Another Wednesday, another Just KNIME It! challenge!
Did you know that August 2nd is International Beer Day? Let’s celebrate the history of one of the world’s oldest beverages with a challenge on REST APIs and JSON processing!
Here is the challenge. Let’s use this thread to post our solutions to it, which should be uploaded to your public KNIME Hub spaces with tag JKISeason3-12.
Need help with tags? To add tag JKISeason3-12 to your workflow, go to the description panel in KNIME Analytics Platform, click the pencil to edit it, and you will see the option for adding tags right there. Let us know if you have any problems!
Here’s my solution. It produces a list of all of the breweries. There’s also a Choropleth map of the USA. I have a mind block about JSON so I converted it to XML so I could parse the data with XPath. I added another output which allows selection of brewpub, micro or large brewery types.
I wrapped it into a component that allows to configure:
Items per page to be retrieved
optional delay between iterations (might be necessary to avoid running over rate limits although in my tests it also worked with 0 delay )
My approach was to use the meta data endpoint to get the total number of breweries.
Based on that and the user input of breweries per page I calculate the number of requests that are necessary to fetch all items and then generate a dynamic URL incl. page and items per page to get the data and turn it from JSON into a table.
Here’s my attempt for this challenge and let me break it down for you.

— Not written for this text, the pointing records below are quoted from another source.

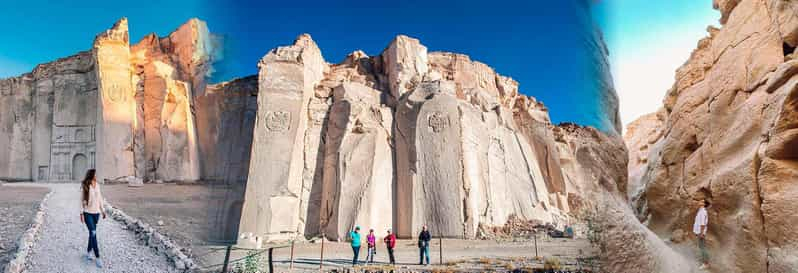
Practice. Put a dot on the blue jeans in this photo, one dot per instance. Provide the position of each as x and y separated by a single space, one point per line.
423 252
356 250
702 247
91 220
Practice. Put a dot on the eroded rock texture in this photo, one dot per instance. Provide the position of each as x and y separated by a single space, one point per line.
128 111
729 136
405 139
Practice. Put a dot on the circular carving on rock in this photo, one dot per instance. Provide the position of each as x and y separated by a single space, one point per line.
278 121
438 121
115 93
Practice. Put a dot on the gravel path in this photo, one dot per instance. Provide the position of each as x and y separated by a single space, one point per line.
63 241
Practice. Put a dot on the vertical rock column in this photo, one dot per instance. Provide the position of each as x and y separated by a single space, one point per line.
116 106
17 121
287 76
429 162
358 171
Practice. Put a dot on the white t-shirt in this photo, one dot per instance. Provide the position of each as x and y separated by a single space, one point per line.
701 219
94 205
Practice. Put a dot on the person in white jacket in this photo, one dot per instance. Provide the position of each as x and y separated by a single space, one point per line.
700 230
91 204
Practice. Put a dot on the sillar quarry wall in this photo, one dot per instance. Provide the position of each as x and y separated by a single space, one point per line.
398 140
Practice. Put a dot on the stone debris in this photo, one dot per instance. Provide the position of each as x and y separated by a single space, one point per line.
28 240
156 241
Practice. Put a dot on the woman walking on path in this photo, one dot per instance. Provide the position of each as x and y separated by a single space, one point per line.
355 236
390 243
91 203
423 245
371 240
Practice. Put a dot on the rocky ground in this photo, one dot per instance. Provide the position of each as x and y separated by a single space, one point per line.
182 212
458 255
62 241
17 208
184 215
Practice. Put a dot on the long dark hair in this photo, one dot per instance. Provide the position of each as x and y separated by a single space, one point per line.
86 184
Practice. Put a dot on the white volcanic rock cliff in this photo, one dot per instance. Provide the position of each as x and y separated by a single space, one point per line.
403 139
128 111
727 134
398 140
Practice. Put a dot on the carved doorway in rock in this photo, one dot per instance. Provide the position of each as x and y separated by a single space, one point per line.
80 164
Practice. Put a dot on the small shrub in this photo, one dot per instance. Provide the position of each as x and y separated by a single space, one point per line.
250 264
552 263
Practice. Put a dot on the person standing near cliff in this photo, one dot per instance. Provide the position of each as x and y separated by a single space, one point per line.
390 243
423 245
371 241
700 230
91 204
355 237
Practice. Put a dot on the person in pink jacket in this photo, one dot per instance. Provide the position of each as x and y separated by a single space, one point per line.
372 246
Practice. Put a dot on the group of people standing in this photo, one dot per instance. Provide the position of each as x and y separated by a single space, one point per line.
390 243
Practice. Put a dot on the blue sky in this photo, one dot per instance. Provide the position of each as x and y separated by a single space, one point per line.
648 41
537 43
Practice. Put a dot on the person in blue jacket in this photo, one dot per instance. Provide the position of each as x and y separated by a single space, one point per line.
355 239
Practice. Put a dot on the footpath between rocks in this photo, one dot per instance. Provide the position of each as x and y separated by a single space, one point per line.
62 241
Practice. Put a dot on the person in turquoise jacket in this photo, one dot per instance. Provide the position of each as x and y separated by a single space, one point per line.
355 237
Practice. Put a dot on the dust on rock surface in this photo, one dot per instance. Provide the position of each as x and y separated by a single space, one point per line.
18 205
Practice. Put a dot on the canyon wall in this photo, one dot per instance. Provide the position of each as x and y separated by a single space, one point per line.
410 138
130 111
727 133
399 140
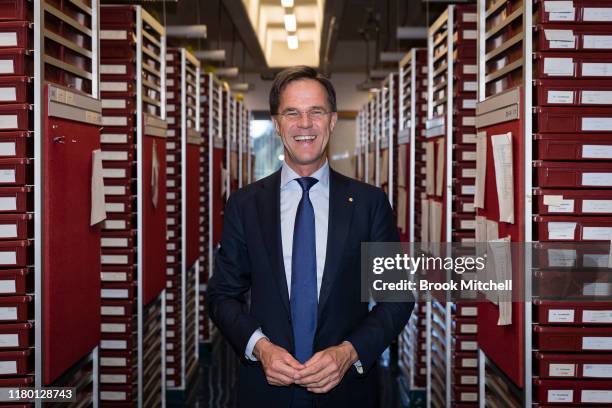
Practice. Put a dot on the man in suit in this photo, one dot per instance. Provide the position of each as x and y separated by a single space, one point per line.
293 240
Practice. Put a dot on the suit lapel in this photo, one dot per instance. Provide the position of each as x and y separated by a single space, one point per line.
268 208
340 214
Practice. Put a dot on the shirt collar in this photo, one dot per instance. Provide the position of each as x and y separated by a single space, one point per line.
288 175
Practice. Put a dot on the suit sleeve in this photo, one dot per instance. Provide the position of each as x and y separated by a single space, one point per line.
386 319
231 281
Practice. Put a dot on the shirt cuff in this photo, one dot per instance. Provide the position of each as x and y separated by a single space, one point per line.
255 337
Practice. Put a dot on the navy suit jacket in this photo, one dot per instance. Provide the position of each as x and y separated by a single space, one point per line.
250 259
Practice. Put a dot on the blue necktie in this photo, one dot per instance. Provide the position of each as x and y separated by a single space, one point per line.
304 275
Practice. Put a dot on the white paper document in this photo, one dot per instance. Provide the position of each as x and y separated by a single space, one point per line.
504 179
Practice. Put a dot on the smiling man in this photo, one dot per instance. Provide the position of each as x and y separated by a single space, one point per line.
293 240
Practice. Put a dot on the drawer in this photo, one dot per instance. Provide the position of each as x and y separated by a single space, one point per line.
573 202
583 366
16 335
571 338
573 174
572 313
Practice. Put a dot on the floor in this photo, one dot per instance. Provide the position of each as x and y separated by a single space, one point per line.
216 382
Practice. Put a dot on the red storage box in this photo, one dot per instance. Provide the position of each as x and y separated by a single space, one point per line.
573 174
579 11
573 392
553 228
16 34
117 274
573 146
573 202
549 365
17 335
15 116
15 308
556 37
114 290
16 226
117 308
573 120
15 362
568 313
579 339
554 92
563 65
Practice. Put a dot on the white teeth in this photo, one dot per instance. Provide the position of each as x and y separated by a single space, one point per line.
301 138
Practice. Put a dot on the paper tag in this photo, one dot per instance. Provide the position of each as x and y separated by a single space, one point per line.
561 230
9 340
598 42
597 343
562 370
597 370
597 179
560 97
597 14
597 316
597 233
596 206
559 66
560 396
596 396
561 315
7 67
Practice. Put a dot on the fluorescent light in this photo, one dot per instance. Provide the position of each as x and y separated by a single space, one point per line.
292 42
290 23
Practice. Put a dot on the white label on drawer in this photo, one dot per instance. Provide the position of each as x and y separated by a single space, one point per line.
469 346
8 257
8 231
8 94
596 396
8 39
597 343
561 257
560 97
558 6
597 179
8 313
561 315
7 67
8 121
596 69
560 396
597 14
597 151
561 230
596 97
561 370
559 66
114 276
597 316
596 206
8 367
112 310
7 149
113 104
599 42
597 233
113 378
597 370
469 380
8 286
9 340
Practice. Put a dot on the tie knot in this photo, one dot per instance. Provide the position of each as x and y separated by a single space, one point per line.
307 182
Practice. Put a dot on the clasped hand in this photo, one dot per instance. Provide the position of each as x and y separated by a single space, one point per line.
320 374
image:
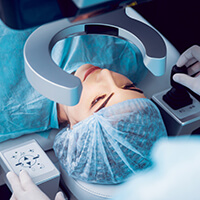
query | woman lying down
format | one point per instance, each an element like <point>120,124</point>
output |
<point>110,131</point>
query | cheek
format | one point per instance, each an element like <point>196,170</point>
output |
<point>80,111</point>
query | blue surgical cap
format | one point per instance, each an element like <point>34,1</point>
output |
<point>111,144</point>
<point>103,51</point>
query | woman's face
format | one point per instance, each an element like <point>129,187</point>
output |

1. Set the base url and decide how many results you want per pages in each iteration
2. Create a custom url with page. Here I used https://api.openbrewerydb.org/v1/breweries?page=1&per_page=200 with the page number changing wit h each iteration and the “per_page” value set using flow variables ( Note: Fun fact! It turns out pages 0 and 1 served up the same results. So, I spiced things up a bit by adding +1 in the string manipulation to keep the results unique. )
3. Create a custom loop to interact with the JSON response and check if it contains any results or is just an empty array “[ ]”
4. Use the Variable Condition Loop End node to stop the loop (where the json is only contains “[ ]”
5. Delete the unused column “status” and “content type”
6. Clean the data by changing the missing value
7. Show the result in Table View or connect to Excel Writer/CSV Writer node to save the data
And voila! You’ve got the dataset. This dataset contains a information that’s really interesting to explore, whether through dashboard visualizations, statistical analysis, or other insights!